Editor’s Note: This article written by WSSCC Executive Director Chris Williams was originally published on ETHealthWorld.com, 12 November 2016.
What better way to promote the economy than to emphasize inclusive growth through sanitation for all?
Since the inception of the Swachh Bharat Mission, the Government of India has worked feverishly alongside partners from community groups, international organizations, NGOs, and development partners to end the scourge of open defecation and to ensure equal access to sanitation and hygiene for all. This campaign has been an unprecedented call to action for all tiers of society to work together to solve India’s serious and deep-rooted sanitation challenges for the well-being, prosperity and social cohesion of its 1.2 billion citizens.
The government of Prime Minister Modi has elevated awareness of this global health emergency, recognizing that the deleterious impacts of poor sanitation and hygiene on health, productivity and dignity extend well beyond India. With India hosting 60% of the world’s open defecators, Modi knows full well that the health of India’s citizens means an increase in wealth and that economic development goes hand in hand with social development. What better way to promote the economy than to emphasize inclusive growth through sanitation for all?

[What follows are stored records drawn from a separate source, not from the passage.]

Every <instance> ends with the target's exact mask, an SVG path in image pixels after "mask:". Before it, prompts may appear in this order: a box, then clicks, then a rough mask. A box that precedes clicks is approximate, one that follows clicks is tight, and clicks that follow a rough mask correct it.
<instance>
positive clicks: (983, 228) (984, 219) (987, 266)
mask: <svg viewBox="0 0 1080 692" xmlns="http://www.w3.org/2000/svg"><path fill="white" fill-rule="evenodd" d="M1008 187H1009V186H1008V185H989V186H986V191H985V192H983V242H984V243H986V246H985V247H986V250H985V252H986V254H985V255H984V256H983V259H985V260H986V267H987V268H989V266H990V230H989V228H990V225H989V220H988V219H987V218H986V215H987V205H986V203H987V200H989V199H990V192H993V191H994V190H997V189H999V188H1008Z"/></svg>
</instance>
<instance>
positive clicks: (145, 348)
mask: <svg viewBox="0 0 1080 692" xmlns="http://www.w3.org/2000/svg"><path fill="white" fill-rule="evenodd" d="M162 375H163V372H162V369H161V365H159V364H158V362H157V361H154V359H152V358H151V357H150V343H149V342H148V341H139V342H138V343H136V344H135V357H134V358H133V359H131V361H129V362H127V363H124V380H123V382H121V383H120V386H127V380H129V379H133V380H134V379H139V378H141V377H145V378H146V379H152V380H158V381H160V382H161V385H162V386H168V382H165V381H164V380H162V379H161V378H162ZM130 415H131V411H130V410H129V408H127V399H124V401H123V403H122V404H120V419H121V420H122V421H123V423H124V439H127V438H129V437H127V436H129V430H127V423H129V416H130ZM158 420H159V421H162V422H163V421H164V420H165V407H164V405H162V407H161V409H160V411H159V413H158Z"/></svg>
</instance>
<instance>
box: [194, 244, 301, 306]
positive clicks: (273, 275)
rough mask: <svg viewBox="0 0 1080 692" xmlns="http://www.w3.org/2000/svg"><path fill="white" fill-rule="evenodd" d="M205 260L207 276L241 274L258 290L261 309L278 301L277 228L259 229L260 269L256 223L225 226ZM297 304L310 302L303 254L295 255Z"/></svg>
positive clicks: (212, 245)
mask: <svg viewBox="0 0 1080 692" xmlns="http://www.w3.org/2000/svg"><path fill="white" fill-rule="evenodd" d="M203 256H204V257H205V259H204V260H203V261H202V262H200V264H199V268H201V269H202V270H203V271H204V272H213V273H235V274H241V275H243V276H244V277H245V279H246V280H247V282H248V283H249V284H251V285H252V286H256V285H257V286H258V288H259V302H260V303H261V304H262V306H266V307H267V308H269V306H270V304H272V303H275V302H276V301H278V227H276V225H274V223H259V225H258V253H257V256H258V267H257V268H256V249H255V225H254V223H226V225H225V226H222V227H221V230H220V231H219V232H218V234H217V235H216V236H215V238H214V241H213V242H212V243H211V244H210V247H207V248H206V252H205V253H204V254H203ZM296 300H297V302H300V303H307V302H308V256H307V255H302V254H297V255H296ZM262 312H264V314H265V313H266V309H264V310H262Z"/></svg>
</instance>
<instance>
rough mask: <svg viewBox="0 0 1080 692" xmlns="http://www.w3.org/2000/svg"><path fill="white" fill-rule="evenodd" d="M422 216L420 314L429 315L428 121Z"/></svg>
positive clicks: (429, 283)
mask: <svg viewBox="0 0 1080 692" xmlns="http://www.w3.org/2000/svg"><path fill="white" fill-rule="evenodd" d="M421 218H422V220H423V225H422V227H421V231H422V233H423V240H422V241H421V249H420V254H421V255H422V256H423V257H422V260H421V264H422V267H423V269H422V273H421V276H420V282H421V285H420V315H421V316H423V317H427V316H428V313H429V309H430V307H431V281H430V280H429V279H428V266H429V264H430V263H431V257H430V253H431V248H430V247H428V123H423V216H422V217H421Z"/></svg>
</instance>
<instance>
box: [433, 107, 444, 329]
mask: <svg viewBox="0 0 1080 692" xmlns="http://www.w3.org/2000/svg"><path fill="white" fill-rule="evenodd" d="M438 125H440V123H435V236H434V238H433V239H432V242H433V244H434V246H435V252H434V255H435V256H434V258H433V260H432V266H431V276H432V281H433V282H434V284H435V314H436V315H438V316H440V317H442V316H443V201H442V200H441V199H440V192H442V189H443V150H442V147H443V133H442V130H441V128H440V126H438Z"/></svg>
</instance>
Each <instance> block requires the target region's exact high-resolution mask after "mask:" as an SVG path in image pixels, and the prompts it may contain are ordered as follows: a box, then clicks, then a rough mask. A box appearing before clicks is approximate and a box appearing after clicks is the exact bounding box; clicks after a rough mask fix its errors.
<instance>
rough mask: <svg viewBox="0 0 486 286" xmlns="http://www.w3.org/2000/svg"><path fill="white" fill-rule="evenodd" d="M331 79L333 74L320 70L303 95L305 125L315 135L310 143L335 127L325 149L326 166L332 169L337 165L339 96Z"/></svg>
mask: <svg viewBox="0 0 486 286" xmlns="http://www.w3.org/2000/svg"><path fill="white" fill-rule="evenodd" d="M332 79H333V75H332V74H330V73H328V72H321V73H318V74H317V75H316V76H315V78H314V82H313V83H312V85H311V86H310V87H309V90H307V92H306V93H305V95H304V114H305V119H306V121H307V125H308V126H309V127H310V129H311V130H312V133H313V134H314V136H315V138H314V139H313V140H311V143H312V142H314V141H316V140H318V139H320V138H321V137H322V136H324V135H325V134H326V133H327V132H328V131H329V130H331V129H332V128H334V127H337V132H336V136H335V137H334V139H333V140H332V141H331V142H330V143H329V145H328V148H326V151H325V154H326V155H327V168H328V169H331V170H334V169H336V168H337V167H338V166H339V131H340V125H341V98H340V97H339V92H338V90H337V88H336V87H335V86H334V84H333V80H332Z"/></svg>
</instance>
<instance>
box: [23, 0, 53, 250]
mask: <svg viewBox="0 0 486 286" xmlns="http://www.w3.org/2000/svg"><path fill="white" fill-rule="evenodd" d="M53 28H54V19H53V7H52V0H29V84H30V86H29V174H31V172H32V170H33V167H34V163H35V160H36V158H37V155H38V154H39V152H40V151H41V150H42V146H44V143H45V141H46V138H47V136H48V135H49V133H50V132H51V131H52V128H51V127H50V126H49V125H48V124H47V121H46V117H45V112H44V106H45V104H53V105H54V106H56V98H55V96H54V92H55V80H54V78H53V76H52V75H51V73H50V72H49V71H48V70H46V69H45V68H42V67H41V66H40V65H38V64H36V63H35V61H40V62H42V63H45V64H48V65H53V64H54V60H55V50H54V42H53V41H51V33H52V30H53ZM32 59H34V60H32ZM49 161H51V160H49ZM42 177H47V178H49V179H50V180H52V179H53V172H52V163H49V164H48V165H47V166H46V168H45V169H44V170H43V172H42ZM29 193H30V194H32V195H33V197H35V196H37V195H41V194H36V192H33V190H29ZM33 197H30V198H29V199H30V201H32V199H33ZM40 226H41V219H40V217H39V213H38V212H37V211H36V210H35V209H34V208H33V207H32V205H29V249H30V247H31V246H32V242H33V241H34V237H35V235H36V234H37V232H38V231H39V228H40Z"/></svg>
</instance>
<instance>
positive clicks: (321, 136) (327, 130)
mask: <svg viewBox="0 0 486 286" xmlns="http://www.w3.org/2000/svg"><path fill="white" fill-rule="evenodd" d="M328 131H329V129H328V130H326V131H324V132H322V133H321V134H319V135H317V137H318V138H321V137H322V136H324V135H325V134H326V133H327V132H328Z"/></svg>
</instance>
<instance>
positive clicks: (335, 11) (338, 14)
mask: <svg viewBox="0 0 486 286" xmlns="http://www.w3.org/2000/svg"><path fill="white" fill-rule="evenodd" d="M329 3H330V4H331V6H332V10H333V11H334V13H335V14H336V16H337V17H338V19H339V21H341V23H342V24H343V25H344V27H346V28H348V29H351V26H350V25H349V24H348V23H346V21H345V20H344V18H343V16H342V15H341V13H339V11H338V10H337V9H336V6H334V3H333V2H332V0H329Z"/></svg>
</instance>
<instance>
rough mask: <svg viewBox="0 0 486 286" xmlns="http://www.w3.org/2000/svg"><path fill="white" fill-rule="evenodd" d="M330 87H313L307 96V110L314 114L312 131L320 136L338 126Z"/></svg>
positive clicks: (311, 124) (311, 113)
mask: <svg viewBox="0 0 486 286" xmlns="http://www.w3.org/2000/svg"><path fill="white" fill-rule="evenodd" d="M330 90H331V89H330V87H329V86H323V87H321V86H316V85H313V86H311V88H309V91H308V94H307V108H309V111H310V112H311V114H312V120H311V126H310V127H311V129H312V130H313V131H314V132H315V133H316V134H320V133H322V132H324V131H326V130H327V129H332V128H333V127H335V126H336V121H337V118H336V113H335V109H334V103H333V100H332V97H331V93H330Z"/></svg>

As we stand at the midway point in the five-year mission to Clean India, we must now train our sights on the populations that are most in need of sanitation and the hardest to reach. In short, we need to ensure that no one is left behind in this quest for universal sanitation and hygiene.
The reality is that the Swachh Bharat Mission won’t achieve its goals unless those trying to deliver sanitation services are focused on the voices of marginalized populations. Sanitation and hygiene policies, services, facilities and even information need to be appropriate and accessible for the elderly, the disabled, adolescent girls, pregnant women, and the transgender population. It is impossible for everyone in India, and around the world, to gain access to toilets and taps unless those of us implementing sanitation campaigns learn from the end users, as well as the unsung heroes of this campaign: front-line practitioners, who most intimately understand the progress and constraints of the sanitation movement.
India’s Gram Swaraj, leaders of women’s groups and farmer’s associations, Block development officers, and NGO practitioners are toiling day in and day out, village-by-village to end open defecation. They understand fully that universal sanitation requires not only a campaign and political will, but also the practical tools of collective action. These are practitioners who inherently understand that leaving no one behind is about pulling up their sleeves and getting to work, community-by-community and block-by-block. They know that collective behaviour change requires everyone working together systematically to cover populations in the most isolated locations, with the most specific of needs.
It is therefore incumbent on all policy makers to listen to groups of people who lack access to toilets, to include them in the conversation, and to promote a more inclusive approach to improving sanitation and hygiene.
On the 18th November, my organization will convene stakeholders and further the discussion during our Sanitation Action Summit in partnership with the Government of India, the Government of Maharashtra, the Swacch Bharat Mission and Global Citizen India. The Summit will train the spotlight on government accountability towards the poorest and most marginalized, and ensure that all voices are heard. We will also widen the conversation to include members of the Indian business community, and to facilitate a constructive dialogue at all levels of society.
On November 19th, the recently-launched Global Citizen India movement will host its first initiative in a 15-year journey to bring about an end to extreme poverty. Global Citizen India aims to raise awareness about the need for and solutions to end the practice of open defecation, increase access to sanitation, and promote good hygiene behavior. The Global Citizen movement has done more in the past two years to elevate the issue of sanitation worldwide than any other institution. Specifically, it has mainstreamed sanitation into popular culture. By targeting their advocacy and media efforts on global decision-makers, Global Citizen has empowered a huge audience with awareness of the issue and the tools to hold their leaders accountable. The Festival has harnessed the universal power of music, attracting artists of world renown to elevate sanitation within the international development community, and apply pressure on global leaders to commit to roadmaps for improving sanitation. And on 19th November the Global Citizen Festival India will amplify the youth voices on the issues of sanitation, health, and accountability, as well as gender equality and education, to enable a wide spectrum of Indian society to internalize the need for inclusive development.
Sanitation is a fundamental human right, and it is incumbent upon all of us to fight to make this a reality. Let’s embrace the concept of citizenship beyond our neighbourhoods, beyond our cities, beyond our States. Let’s collectively take on the responsibility for making society a better place. India is demonstrating its commitment, and now it’s time for all of us, engaging as global citizens, to answer the call.